Transaction terms remain the same as per the initial agreement in October 2023. The proceeds will be used to strengthen the Company’s financial position and allocated to de-lever Masan’s balance sheet.
Despite recent market volatility, the upsize of the transaction by Bain Capital is a strong validation of Masan’s long-term strategy and near-term outlook on the back of operating momentum in the third quarter of 2023.
The combined operating profits of Masan’s consumer-retail businesses grew by 45.5% and 47.3% year-over-year in 9M2023 and 3Q2023, respectively. Free cash flow consistently improved, reaching VND2,202 billion in 3Q2023, compared to VND125 billion in 3Q2022, driven by more effective working capital management.
According to Kantar Worldpanel, in 3Q2023, FMCG markets only recorded 6% YoY growth in four urban key cities in Vietnam and 7% YoY growth in rural areas. Meanwhile, on a LFL basis, Masan Consumer Holdings’ revenue grew 9% YoY and EBITDA grew 20% YoY in 3Q2023. Management expects Masan Consumer Holdings’ operating profit to continue its double-digit growth in 4Q2023.
In November 2023, after a period of format innovations and efforts to enhance operational efficiencies, WinCommerce started to deliver improvement in daily store revenue with YoY LFL growth approaching positive areas versus a decline of 10% YoY in 1Q2023.
The current momentum gives management confidence in positive LFL growth for the month of December, which will support the overall profitability profile of WinCommerce.

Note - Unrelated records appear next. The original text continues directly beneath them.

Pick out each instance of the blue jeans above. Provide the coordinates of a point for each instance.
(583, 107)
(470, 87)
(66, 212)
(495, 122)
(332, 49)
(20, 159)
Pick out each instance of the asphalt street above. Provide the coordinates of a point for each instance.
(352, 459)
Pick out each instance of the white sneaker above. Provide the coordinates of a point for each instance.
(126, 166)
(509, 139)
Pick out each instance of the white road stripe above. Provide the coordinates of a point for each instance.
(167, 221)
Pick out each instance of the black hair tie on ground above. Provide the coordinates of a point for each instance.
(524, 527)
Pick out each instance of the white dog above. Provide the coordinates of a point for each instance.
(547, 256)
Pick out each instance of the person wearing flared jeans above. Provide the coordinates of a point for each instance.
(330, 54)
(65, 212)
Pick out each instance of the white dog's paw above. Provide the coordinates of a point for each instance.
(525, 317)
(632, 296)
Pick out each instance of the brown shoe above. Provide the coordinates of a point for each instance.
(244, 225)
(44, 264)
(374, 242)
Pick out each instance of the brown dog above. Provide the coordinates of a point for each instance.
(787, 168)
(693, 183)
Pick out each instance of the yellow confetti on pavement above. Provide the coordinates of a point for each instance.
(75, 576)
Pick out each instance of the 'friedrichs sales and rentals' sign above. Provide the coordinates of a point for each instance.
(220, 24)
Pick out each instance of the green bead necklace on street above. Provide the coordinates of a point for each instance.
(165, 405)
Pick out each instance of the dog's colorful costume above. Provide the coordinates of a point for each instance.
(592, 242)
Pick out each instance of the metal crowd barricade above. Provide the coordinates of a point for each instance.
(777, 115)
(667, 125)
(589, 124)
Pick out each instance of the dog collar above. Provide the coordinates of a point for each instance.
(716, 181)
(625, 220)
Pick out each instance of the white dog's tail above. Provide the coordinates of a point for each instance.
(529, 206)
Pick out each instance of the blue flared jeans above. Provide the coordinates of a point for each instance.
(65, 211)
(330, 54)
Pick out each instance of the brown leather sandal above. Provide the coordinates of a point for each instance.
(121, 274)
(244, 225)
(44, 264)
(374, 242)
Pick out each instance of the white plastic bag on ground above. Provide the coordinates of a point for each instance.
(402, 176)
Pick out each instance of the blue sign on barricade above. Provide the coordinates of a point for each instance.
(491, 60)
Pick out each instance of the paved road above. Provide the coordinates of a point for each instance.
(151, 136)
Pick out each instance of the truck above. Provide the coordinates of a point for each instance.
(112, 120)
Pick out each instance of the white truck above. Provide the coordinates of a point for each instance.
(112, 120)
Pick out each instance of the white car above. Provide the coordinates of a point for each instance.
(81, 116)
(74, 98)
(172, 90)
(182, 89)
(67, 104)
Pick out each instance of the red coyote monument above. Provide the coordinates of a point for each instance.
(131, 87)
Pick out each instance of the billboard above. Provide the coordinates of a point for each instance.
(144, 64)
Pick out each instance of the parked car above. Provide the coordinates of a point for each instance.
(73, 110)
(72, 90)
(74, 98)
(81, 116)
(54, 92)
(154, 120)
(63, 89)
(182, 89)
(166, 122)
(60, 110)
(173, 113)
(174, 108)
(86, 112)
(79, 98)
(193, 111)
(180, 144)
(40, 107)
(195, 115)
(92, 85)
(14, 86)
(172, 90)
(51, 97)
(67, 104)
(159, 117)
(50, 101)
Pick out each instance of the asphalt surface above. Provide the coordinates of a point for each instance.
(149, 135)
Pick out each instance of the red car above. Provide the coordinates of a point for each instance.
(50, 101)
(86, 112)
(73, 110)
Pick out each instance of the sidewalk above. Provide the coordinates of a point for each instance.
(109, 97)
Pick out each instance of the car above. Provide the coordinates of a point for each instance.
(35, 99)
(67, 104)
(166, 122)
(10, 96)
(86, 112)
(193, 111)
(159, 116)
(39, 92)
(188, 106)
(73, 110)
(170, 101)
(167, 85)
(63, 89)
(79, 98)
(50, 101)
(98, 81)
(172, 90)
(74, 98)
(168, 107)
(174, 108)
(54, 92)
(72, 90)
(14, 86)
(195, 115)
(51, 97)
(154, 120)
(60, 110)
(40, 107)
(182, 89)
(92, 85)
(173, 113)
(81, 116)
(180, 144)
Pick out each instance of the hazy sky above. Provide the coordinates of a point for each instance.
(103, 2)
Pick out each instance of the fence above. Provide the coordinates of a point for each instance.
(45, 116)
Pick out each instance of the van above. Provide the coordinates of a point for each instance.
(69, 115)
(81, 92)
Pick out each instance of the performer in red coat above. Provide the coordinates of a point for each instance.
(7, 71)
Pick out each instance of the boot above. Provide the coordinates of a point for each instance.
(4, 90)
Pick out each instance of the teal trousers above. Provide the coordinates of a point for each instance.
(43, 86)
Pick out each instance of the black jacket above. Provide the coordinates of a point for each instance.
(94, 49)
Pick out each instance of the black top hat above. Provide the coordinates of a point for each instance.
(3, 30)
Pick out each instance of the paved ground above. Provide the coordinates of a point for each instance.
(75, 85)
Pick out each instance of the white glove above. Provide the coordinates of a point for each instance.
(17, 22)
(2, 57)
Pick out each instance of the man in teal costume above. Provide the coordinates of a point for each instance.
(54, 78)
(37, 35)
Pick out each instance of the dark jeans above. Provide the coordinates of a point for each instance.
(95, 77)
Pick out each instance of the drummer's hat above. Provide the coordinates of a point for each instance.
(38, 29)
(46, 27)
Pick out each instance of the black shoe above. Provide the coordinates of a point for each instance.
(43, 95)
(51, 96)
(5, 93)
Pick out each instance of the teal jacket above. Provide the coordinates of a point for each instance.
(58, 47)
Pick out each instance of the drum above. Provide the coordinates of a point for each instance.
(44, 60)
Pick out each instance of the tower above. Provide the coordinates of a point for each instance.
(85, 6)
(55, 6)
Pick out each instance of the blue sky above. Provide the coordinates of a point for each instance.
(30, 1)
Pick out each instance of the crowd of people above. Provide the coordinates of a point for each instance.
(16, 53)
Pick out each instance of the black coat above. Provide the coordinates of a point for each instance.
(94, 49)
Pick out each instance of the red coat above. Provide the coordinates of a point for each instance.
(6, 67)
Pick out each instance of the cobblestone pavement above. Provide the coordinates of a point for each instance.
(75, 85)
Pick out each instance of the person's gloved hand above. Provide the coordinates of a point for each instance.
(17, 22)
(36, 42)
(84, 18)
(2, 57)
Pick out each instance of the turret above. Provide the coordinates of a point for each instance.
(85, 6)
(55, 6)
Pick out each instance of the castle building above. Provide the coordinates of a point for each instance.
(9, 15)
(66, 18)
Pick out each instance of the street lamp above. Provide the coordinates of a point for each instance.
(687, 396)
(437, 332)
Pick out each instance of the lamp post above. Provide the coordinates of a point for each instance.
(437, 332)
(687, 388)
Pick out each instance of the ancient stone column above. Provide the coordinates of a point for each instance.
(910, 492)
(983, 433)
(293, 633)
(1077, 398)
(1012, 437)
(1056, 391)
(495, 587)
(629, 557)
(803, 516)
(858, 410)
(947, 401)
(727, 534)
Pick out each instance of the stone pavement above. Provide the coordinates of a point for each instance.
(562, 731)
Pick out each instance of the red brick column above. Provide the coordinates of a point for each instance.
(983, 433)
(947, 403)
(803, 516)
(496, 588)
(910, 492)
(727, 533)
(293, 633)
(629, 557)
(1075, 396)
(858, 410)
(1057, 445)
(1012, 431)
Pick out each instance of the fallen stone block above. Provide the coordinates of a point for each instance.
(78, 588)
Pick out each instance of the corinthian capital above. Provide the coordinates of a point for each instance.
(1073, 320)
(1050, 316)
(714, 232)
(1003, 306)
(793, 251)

The Transaction is an equity investment in the form of Convertible Dividend Preference Share to be issued at a price of VND85,000 per share which can be converted into ordinary shares at a 1:1 conversion ratio.
In addition to the normal dividends payableto the Company’s shareholders, the CDPS has no preference dividend for the first five years, then followed by a 10% preference dividend at par value of each outstanding CDPS per annum from the sixth anniversary onwards. On the tenth anniversary of the issuance, the outstanding CDPS will be mandatorily converted into ordinary shares of Masan Group.

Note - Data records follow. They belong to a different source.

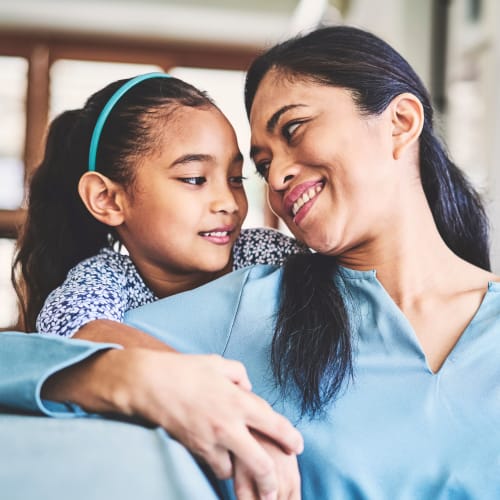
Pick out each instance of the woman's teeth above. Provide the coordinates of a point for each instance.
(305, 197)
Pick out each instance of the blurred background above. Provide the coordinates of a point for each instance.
(55, 53)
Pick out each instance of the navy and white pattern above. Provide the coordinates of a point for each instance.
(108, 284)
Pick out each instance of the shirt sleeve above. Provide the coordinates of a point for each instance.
(197, 321)
(28, 360)
(92, 290)
(264, 246)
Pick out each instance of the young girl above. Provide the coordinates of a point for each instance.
(151, 165)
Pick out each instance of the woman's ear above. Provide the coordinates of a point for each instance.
(103, 198)
(407, 114)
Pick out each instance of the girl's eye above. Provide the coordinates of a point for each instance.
(262, 168)
(195, 181)
(237, 180)
(289, 129)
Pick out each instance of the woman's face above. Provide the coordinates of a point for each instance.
(329, 169)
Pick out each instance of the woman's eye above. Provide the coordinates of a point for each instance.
(289, 129)
(237, 180)
(195, 181)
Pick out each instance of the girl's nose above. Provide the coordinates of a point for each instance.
(224, 201)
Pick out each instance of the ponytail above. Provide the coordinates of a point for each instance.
(311, 347)
(59, 232)
(456, 207)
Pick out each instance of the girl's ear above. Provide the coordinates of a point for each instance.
(407, 116)
(103, 198)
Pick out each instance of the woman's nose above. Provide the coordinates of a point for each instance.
(281, 173)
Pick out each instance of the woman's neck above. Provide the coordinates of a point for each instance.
(410, 257)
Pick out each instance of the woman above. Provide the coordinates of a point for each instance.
(385, 346)
(382, 344)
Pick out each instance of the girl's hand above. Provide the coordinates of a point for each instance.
(201, 400)
(287, 472)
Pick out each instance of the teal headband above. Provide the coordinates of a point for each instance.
(101, 120)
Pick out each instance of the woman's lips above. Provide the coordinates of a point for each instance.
(301, 198)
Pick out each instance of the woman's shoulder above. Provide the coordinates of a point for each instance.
(264, 246)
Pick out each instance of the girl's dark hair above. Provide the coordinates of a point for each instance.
(59, 232)
(312, 346)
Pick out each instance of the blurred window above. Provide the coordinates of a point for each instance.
(13, 84)
(72, 81)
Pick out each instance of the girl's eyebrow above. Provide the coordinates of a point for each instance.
(199, 157)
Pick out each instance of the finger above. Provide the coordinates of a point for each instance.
(234, 371)
(257, 462)
(219, 460)
(244, 486)
(265, 420)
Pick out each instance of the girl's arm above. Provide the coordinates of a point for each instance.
(202, 400)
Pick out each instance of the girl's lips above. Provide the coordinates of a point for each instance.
(219, 236)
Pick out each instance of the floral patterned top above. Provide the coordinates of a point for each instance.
(108, 284)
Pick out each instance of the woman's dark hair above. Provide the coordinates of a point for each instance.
(312, 344)
(59, 231)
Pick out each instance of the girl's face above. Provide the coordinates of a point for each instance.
(186, 206)
(328, 168)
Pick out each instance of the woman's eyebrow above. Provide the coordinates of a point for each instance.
(271, 123)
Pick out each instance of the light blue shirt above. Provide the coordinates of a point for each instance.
(399, 431)
(79, 458)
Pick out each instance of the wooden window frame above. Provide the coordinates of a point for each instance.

There are no hedging structures or stock borrow of MSN shares as part of the equity investment that would result in MSN shares needing to be sold in the open market at the date of the issuance. Bain Capital’s interests are fully aligned with current MSN shareholders.

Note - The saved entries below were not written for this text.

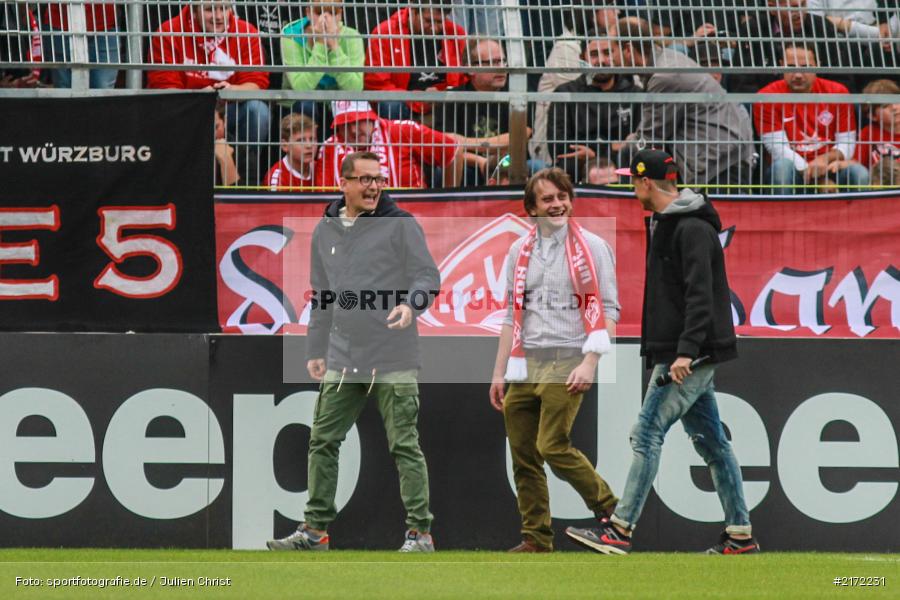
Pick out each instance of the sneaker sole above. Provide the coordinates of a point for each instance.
(601, 548)
(277, 546)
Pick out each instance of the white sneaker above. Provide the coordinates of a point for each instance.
(417, 542)
(302, 539)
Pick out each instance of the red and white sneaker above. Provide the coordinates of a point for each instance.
(605, 539)
(729, 545)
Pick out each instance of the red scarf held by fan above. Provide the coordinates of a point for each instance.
(583, 275)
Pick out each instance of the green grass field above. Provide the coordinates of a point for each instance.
(464, 575)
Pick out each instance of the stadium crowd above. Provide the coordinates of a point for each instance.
(716, 45)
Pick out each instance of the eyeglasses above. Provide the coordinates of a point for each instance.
(504, 163)
(367, 180)
(497, 62)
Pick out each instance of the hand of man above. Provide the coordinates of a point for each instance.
(497, 392)
(680, 369)
(581, 378)
(816, 169)
(400, 317)
(316, 368)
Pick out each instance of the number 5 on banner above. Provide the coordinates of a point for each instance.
(168, 260)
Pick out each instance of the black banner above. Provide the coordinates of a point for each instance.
(196, 441)
(107, 216)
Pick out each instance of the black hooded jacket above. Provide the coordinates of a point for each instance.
(687, 302)
(365, 269)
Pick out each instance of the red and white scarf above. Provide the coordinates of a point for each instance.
(586, 286)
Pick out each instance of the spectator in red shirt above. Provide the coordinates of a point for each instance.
(880, 139)
(404, 147)
(298, 142)
(103, 42)
(809, 144)
(414, 37)
(220, 39)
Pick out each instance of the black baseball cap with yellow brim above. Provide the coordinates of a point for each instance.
(655, 164)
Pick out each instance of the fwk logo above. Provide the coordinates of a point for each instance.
(473, 277)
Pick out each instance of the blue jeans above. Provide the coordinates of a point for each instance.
(783, 175)
(248, 121)
(480, 17)
(694, 402)
(103, 48)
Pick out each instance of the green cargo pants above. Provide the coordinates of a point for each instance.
(539, 415)
(337, 409)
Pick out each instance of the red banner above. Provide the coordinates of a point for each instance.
(799, 267)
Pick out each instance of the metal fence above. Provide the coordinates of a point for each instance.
(580, 85)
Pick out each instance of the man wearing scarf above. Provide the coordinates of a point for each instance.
(563, 307)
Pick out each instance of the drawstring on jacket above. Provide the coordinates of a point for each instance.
(372, 384)
(341, 382)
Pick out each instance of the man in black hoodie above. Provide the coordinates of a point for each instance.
(686, 330)
(371, 274)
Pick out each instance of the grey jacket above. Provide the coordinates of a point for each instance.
(706, 138)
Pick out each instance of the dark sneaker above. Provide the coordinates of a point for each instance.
(605, 539)
(302, 539)
(729, 545)
(416, 541)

Jefferies Singapore Limited and UBS AG Singapore Branch acted as the financial advisors to Masan Group. The transaction is subject to customary corporate and regulatory approvals.
Masan expects the transaction to close in the next few months and continues to explore other strategic alternatives for equity capital, which may include diluting its interest in non-core businesses, strengthening its liquidity profile and achieving a sustainable Net Debt to EBITDA ratio below 3.5x on a steady-state basis.